WWF congratulated MEPs for applying energy-efficiency standards to all major renovations, arguing this is relevant because a quarter of residential buildings in Europe were built already before 1945. 

"Promotion of energy efficiency is a winning strategy for Europe. It improves energy security, reduces greenhouse gas emissions, encourages technology development and creates new jobs.
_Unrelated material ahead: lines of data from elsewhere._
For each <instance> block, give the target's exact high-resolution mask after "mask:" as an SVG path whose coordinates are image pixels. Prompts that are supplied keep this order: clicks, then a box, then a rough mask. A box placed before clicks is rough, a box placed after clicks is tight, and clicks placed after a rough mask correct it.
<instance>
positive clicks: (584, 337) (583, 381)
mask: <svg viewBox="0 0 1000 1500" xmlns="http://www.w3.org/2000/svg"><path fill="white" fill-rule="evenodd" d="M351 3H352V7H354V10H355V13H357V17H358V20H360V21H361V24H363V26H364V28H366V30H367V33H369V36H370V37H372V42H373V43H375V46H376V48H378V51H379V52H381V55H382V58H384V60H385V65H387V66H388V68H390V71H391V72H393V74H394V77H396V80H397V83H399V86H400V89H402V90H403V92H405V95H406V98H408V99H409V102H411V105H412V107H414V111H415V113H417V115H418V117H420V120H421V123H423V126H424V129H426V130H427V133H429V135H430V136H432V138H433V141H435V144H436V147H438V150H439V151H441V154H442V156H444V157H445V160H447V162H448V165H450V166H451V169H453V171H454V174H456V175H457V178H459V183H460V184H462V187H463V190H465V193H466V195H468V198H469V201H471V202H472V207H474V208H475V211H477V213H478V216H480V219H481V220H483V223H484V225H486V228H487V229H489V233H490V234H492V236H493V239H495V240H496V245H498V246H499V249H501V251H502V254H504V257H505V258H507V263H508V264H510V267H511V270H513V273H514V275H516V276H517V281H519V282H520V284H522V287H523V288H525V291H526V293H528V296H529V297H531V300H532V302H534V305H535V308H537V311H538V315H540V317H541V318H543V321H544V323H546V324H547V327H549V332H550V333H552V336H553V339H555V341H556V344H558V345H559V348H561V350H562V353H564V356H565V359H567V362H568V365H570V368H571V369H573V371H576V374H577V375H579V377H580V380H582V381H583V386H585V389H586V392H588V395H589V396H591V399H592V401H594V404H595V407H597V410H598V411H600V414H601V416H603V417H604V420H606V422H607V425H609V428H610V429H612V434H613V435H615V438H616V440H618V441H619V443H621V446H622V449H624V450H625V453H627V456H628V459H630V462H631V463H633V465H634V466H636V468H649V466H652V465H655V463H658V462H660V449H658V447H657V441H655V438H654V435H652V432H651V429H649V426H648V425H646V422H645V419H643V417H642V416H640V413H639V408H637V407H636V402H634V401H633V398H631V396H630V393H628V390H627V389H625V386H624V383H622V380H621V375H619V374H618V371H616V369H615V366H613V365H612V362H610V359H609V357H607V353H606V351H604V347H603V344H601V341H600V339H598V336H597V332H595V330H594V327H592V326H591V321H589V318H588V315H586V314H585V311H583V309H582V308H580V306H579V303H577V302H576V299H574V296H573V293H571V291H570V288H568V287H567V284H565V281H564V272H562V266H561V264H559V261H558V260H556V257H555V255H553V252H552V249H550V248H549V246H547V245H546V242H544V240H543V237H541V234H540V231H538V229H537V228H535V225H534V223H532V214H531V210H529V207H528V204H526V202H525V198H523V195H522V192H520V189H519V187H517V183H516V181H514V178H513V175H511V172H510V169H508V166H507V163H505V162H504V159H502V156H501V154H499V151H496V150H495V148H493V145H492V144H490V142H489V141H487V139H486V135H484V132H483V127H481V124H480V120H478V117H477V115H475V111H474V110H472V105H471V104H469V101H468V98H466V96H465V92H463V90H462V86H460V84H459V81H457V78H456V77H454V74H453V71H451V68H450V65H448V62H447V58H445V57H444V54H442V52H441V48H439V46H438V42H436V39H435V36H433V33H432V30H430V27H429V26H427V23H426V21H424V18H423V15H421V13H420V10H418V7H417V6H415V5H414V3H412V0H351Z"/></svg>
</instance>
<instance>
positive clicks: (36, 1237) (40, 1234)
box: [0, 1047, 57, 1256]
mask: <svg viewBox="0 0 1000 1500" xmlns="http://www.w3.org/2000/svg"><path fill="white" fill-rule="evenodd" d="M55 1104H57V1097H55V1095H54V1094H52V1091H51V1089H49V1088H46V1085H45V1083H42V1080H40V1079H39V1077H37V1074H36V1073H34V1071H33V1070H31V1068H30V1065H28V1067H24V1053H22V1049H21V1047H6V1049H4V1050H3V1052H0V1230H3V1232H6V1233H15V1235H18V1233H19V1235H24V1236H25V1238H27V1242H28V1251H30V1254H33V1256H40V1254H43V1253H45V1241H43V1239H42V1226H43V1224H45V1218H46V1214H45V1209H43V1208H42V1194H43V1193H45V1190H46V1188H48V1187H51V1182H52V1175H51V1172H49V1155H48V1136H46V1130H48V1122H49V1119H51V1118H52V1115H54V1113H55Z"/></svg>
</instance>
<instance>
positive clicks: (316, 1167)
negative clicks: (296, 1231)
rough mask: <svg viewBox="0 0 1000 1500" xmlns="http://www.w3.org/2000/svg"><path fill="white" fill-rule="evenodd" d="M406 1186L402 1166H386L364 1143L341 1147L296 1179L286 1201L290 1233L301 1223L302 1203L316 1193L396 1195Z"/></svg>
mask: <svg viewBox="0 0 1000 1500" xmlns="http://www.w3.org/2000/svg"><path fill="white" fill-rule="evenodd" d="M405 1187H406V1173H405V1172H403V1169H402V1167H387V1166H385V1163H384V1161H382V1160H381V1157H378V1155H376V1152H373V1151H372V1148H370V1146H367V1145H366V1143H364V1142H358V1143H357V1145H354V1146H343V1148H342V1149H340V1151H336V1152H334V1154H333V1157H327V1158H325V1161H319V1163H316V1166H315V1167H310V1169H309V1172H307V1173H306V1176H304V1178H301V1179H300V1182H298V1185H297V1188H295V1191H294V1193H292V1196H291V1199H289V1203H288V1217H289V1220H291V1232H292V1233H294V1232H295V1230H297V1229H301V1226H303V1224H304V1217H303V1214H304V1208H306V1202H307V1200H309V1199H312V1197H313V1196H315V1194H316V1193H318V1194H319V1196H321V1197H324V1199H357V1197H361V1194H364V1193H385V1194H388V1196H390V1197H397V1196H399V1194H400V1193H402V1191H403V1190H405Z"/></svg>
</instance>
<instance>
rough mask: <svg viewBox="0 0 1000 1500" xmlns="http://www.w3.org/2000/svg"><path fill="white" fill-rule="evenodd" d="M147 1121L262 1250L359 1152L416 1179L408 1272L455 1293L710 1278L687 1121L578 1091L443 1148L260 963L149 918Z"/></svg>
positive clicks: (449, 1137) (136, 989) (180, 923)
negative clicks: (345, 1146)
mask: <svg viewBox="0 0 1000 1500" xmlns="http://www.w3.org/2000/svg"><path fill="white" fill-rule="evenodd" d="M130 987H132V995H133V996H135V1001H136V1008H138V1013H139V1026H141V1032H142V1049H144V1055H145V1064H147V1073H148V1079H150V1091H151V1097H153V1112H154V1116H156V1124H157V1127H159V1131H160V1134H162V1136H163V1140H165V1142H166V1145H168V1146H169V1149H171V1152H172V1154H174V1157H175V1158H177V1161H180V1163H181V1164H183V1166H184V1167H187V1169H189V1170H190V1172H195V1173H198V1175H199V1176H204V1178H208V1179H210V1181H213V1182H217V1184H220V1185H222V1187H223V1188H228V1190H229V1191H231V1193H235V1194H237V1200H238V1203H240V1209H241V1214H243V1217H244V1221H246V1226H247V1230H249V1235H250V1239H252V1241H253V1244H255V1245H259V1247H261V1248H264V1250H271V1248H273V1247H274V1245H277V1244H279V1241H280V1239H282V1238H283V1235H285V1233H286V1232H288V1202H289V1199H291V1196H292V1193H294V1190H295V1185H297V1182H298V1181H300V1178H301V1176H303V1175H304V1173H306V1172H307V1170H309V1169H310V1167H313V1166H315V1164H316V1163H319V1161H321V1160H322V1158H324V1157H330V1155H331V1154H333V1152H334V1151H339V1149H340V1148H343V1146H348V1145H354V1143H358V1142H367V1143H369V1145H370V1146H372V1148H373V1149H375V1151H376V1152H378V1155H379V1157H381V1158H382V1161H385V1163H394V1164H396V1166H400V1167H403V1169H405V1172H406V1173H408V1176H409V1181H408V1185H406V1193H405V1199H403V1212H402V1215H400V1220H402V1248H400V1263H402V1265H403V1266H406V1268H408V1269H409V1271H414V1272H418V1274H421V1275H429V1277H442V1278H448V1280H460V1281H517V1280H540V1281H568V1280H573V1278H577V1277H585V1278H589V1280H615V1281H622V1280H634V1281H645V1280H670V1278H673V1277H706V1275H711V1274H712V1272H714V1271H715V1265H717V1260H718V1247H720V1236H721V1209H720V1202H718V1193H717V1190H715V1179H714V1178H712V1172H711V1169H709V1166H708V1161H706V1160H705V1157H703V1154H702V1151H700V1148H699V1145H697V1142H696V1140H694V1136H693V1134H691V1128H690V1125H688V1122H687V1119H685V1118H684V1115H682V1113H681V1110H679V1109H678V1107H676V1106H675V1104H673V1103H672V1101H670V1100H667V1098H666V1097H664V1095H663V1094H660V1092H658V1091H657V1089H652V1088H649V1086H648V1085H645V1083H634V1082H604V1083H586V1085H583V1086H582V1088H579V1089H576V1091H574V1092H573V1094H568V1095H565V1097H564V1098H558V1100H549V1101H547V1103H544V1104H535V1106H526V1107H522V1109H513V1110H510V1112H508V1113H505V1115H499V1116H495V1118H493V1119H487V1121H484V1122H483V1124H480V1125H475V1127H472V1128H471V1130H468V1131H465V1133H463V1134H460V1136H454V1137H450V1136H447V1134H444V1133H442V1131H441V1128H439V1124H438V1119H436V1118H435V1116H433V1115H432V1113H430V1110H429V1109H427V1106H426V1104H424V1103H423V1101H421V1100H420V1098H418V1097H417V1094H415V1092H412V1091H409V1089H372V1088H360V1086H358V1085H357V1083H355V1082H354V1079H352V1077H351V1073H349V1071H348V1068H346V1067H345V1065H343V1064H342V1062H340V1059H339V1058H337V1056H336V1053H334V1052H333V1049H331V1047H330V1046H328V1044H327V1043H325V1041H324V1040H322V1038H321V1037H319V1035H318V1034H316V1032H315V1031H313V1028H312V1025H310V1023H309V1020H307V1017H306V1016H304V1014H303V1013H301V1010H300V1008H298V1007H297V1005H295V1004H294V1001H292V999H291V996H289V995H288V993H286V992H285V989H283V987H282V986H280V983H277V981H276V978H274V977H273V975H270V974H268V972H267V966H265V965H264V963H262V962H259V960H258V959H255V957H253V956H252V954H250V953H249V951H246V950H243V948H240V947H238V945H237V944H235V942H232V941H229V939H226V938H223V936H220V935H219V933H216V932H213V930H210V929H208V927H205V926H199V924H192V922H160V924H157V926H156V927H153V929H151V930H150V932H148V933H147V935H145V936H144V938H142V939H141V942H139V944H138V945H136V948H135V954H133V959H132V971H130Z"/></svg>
This is a structural change within reach, it is up to political will to make it happen," said Arianna Vitali Roscini, WWF policy officer for energy conservation in buildings.

The Energy Performance of Buildings Directive (EPBD) was adopted in 2002 to help the EU meet its climate commitments under the Kyoto Protocol. 

Buildings account for around a third of EU energy consumption, and therefore hold important potential for energy savings and related greenhouse-gas emission reductions.

As many member states failed to implement the legislation on time (EURACTIV 07/12/07), the Commission decided to propose a recast of the directive in November 2008 to tap into the potential for improvements (see EURACTIV LinksDossier on 'Green buildings').

The Parliament's industry committee adopted a report on 31 March, which sought to amend the Commission's proposal by attaching a requirement that all new buildings would have to produce at least as much energy as they use by 2019 (EURACTIV 01/04/09).

The recast is a part of the EU's Second Strategic Energy Review, which seeks to address security of energy supply and set out policy priorities in the field of energy for the next European Commission. 

The EU executive argues that the revised directive will cut down EU energy use by 5-6%, achieving comparable CO2 savings by 2020.

  • June: Czech Presidency to present a progress report.
  • By end of 2009: Swedish Presidency planning to reach agreement on the proposal.